Sharp swings in global financial markets in the last week are not worrying since economic growth is strong, but reforms are still needed to avert future crises, the managing director of the International Monetary Fund has said.

IMF unworried by global financial turmoil

By Tom Arnold, Alexander Cornwell and David Milliken

Sharp swings in global financial markets in the last week are not worrying since economic growth is strong, but reforms are still needed to avert future crises, the managing director of the International Monetary Fund has said.

Christine Lagarde, speaking at a conference on global business and social trends in Dubai, said economies were also supported by plenty of financing available.

“I’m reasonably optimistic because of the landscape we have at the moment. But we cannot sit back and wait for growth to continue as normal,” she said in her first public comments on market movements since the latest round of turmoil at the end of last week.

“I‘m ringing not the alarm signal, but the strong encouragement and warning signal,” Ms Lagarde said.

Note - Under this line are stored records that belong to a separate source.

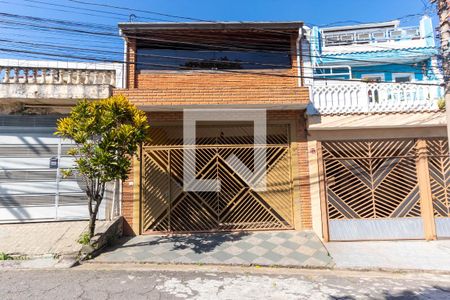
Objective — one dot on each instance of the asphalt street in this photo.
(203, 282)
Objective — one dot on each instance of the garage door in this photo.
(439, 166)
(372, 190)
(166, 207)
(31, 185)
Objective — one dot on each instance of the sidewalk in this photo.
(282, 248)
(37, 239)
(392, 255)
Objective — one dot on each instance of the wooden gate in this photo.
(167, 208)
(372, 190)
(439, 170)
(387, 189)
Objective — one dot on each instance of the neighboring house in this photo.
(175, 66)
(377, 138)
(33, 95)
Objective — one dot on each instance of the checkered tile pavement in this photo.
(283, 248)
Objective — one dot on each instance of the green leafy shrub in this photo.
(5, 256)
(84, 238)
(106, 133)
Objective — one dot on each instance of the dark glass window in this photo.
(187, 59)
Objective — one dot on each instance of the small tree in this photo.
(106, 134)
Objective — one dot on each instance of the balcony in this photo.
(371, 36)
(360, 97)
(47, 81)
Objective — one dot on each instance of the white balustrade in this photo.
(361, 97)
(11, 74)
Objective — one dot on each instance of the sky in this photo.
(24, 39)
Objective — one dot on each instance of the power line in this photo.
(71, 56)
(108, 34)
(182, 58)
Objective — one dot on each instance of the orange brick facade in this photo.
(279, 91)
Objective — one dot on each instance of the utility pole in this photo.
(443, 7)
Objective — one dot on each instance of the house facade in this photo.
(378, 146)
(33, 95)
(215, 67)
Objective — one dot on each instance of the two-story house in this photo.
(377, 133)
(217, 66)
(33, 95)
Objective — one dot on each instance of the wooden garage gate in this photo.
(167, 208)
(374, 189)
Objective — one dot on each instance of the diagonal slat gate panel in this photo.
(439, 169)
(166, 207)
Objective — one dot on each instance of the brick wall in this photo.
(234, 87)
(302, 167)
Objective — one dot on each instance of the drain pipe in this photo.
(299, 59)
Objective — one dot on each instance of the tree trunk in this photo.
(92, 220)
(93, 214)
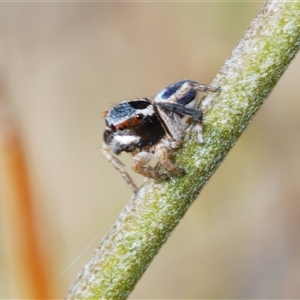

Global stock markets were hit by wild fluctuations, with the US benchmark S&P 500 tumbling 5.2% last week, its biggest weekly percentage drop since January 2016. The volatility was fuelled by investor worries about rising interest rates and potential inflation.

Ms Lagarde repeated an IMF forecast, originally issued last month, that the global economy would growth 3.9% this year and at the same pace in 2019, which she said was a good backdrop for needed reforms.

She did not give details of the reforms she wanted to see beyond saying authorities needed to move to regulation of activities, not entities.

“We need to anticipate where the next crisis will be. Will it be shadow banking? Will it be cryptocurrencies?” she said.

Meanwhile, the Bank of England has said that it is likely to need to raise interest rates again to tackle inflation but will not do so aggressively.

The UK’s central bank raised interest rates for the first time in over a decade in November, and financial markets now see a roughly 70% chance of a further 25 basis point increase in May, which would take the Bank of England’s main rate to 0.75%.

Any interest rate rises over the coming year would be minor, the bank’s chief economist Andy Haldane was quoted as saying at the weekend.